La star d'Hollywood intervenait devant le Conseil en sa qualité d'envoyée spéciale du Haut commissariat de l'ONU aux réfugiés (HCR), ce qui l'a amenée, a-t-elle rappelé, à visiter à onze reprises des camps de réfugiés syriens.

«La mission de l'ONU est de prévenir et de mettre fin aux conflits, or nous avons échoué à le faire en Syrie», a-t-elle déploré.

«Cette crise est rendue encore pire par les divisions et l'indécision qui empêchent le Conseil de sécurité d'assumer ses responsabilités», a-t-elle lancé aux ambassadeurs et ministres du Conseil réunis pour un débat sur la situation humanitaire en Syrie.

En quatre ans de conflit, 3,9 millions de personnes ont fui le pays, selon le HCR.

Et depuis le début de la crise syrienne, le Conseil est profondément divisé entre Occidentaux d'un côté qui veulent faire pression sur Damas, et la Russie et la Chine de l'autre qui protègent le régime syrien.

Angelina Jolie a lancé un «appel à l'unité» du Conseil pour régler ce conflit et, entre-temps, à aider les Syriens qui ont fui vers les pays voisins (Liban, Jordanie, Irak, Turquie) et dont certains, a-t-elle rappelé, se noient en tentant de traverser la Méditerranée.
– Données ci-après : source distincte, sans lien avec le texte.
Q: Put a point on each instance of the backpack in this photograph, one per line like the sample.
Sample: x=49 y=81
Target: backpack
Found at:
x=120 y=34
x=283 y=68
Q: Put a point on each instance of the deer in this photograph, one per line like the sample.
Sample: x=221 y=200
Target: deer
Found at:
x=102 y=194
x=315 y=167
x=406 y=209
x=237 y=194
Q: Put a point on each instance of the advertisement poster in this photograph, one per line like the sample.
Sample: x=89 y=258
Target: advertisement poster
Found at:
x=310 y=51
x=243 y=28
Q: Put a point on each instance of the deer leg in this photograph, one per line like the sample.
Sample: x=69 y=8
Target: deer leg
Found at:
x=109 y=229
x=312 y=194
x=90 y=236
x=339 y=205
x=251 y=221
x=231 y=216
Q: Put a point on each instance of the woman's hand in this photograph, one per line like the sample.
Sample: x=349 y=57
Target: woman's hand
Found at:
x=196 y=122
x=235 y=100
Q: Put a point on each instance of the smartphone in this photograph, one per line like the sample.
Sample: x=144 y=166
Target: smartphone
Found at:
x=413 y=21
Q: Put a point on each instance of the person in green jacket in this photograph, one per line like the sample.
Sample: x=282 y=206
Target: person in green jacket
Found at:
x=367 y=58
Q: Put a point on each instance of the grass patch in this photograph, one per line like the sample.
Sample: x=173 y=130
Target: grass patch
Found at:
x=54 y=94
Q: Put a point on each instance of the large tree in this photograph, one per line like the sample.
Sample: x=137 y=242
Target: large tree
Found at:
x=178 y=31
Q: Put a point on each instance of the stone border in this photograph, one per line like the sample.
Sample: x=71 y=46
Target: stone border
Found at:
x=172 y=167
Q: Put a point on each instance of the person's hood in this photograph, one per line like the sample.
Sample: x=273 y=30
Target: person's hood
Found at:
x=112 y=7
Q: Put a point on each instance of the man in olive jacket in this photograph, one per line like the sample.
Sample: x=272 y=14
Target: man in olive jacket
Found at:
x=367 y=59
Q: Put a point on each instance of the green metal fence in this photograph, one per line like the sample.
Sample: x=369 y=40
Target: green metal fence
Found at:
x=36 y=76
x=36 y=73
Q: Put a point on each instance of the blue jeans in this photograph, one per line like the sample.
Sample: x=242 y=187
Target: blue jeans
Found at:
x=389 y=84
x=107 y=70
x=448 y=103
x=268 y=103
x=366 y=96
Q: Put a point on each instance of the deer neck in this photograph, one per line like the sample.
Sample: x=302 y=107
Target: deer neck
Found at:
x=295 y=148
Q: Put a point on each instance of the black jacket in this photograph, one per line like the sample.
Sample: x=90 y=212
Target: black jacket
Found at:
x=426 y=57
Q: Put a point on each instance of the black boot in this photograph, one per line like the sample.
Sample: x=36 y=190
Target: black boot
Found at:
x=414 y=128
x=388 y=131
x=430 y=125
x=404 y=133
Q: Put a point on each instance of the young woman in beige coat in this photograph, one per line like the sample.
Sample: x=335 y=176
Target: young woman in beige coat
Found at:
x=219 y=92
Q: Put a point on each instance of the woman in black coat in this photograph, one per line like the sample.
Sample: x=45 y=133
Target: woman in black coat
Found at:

«Si nous ne pouvons pas mettre fin au conflit, nous avons un devoir moral d'aider les réfugiés et de leur offrir des solutions légales pour qu'ils soient en sécurité», a-t-elle affirmé.

Elle a invité les représentants des 15 pays du Conseil à se rendre dans les camps de réfugiés syriens «afin de voir de leurs yeux leurs souffrances et l'impact que (ce conflit) a sur la région».

«Ces réfugiés ne peuvent pas venir au Conseil alors, s'il vous plaît, allez à leur rencontre», a-t-elle plaidé.

Auparavant, le Haut Commissaire aux réfugiés Antonio Guterres et la patronne des opérations humanitaires de l'ONU Valerie Amos avaient dressé un tableau très sombre de la situation en Syrie et de son impact sur la région.

«Il est clair que la situation dans la région est devenue totalement insupportable», a lancé M. Guterres. Il a appelé à «accroître massivement le soutien aux pays voisins de la Syrie», soulignant qu'ils ployaient sous le fardeau.

«L'impact est si énorme sur les pays voisins, a-t-il dit, que nous constatons désormais une lassitude croissante des pays hôtes et dans certains endroits des politiques plus dures envers les réfugiés».

Pour Mme Amos, le bilan en Syrie - 220 000 morts, 7,6 millions de personnes déplacées, 3,9 millions de réfugiés - est si terrible qu'il entraîne «une accoutumance et une apathie» qu'il faut secouer.

Mme Amos, qui doit bientôt quitter son poste, a recommandé au Conseil de prendre plusieurs mesures, dont un embargo sur les armes et des sanctions contre les responsables de violations des droits de l'homme.

Elle a aussi suggéré de négocier des «pauses humanitaires» et de nommer une commission pour enquêter dans les zones où les civils sont pris au piège des combats et sur les attaques contre les écoles et les hôpitaux.

Selon l'ONU, 440 000 personnes sont assiégées par les forces gouvernementales ou rebelles.

Le Conseil a adopté par consensus une déclaration qui appelle à fournir un «appui international coordonné» aux pays qui accueillent des réfugiés syriens.